Monday, November 14, 2011 -
13:30 to 15:00

Combining symbolic and statistical methods in corpus-based NLP

Abstract: Linguists developing formal models of language seek to provide detailed accounts of linguistic phenomena, making predictions that can be tested systematically. Computational linguists building broad-coverage grammar implementations must balance several competing demands if the resulting systems
are to be both effective and linguistically satisfying. There is an emerging consensus within computational linguistics that hybrid approaches combining rich symbolic resources and powerful statistical techniques will be necessary to produce NLP applications with a satisfactory balance of robustness and precision. In this talk I will present one approach to this division of labor which we have been exploring at CSLI as part of an international consortium of researchers working on deep linguistic processing ( I will argue for the respective roles of a large-scale effort at manual construction of a grammar of English, and the systematic construction of statistical models building on annotated corpora parsed with such a grammar, and then manually disambiguated. Illustrations of this approach will come from three applications of NLP: machine translation, information extraction from scientific texts, and grammar checking in online elementary school writing courses.

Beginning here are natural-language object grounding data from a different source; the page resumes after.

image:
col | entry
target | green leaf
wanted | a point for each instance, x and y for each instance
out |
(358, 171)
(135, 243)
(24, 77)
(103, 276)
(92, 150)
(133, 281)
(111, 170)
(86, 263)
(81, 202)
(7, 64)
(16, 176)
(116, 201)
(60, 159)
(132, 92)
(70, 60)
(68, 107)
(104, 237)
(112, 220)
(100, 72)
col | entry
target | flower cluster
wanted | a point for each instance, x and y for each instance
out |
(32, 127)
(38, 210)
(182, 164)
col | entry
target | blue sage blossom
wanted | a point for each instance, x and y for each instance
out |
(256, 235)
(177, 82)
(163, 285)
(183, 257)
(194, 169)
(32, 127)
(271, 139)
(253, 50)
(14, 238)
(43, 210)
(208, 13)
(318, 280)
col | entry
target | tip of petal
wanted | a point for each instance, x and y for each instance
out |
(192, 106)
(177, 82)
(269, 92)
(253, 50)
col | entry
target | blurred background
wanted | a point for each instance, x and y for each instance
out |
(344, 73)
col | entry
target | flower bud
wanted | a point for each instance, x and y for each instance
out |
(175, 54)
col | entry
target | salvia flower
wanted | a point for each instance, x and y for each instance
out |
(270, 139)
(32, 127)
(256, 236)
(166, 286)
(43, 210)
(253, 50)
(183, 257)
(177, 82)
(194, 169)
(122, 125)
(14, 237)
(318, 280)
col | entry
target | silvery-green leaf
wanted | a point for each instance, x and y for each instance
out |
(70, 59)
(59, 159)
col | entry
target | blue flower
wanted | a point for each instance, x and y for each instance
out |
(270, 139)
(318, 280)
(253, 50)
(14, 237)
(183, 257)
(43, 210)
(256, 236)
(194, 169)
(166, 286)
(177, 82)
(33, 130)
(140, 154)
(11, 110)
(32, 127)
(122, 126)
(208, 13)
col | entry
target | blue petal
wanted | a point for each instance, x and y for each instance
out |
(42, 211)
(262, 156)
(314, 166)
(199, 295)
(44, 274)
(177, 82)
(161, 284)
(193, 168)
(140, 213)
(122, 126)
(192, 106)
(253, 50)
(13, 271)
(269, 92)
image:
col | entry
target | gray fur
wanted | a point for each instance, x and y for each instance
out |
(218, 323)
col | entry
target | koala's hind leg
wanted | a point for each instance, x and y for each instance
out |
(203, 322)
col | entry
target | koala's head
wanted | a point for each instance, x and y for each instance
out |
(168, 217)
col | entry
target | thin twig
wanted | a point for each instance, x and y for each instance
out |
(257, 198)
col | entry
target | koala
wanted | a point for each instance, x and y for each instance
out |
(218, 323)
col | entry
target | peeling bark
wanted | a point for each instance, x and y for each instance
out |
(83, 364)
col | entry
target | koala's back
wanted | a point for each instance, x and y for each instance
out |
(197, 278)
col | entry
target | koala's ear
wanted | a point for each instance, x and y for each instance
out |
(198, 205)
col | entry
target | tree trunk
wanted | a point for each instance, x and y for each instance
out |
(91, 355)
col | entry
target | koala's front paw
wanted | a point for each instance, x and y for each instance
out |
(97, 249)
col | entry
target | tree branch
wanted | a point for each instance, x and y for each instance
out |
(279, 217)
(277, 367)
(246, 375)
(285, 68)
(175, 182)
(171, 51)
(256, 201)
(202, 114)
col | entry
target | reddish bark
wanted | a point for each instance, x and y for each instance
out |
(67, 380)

Dan Flickinger is a Senior Research Associate with the Education Program for Gifted Youth (EPGY) at Stanford University. He is the principal developer of the English Resource Grammar (ERG), a precise broad-coverage implementation of Head-driven Phrase Structure Grammar (HPSG), under steady development since 1994 within the Linguistic Grammars Online (LinGO) lab at the Center for the Study of Language and Information (CSLI). Current LinGO research is focused on collaborating with the University of Oslo in parsing the English Wikipedia for improved information retrieval. His research for EPGY centers on applying the ERG to improved educational software for teaching writing in a self-paced online course. Flickinger's primary research interests are in wide-coverage grammar engineering for both parsing and generation, lexical representation, the syntax-semantics interface within the HPSG framework, the development of grammar-based treebanks for disambiguation and regression testing, and practical applications of deep processing.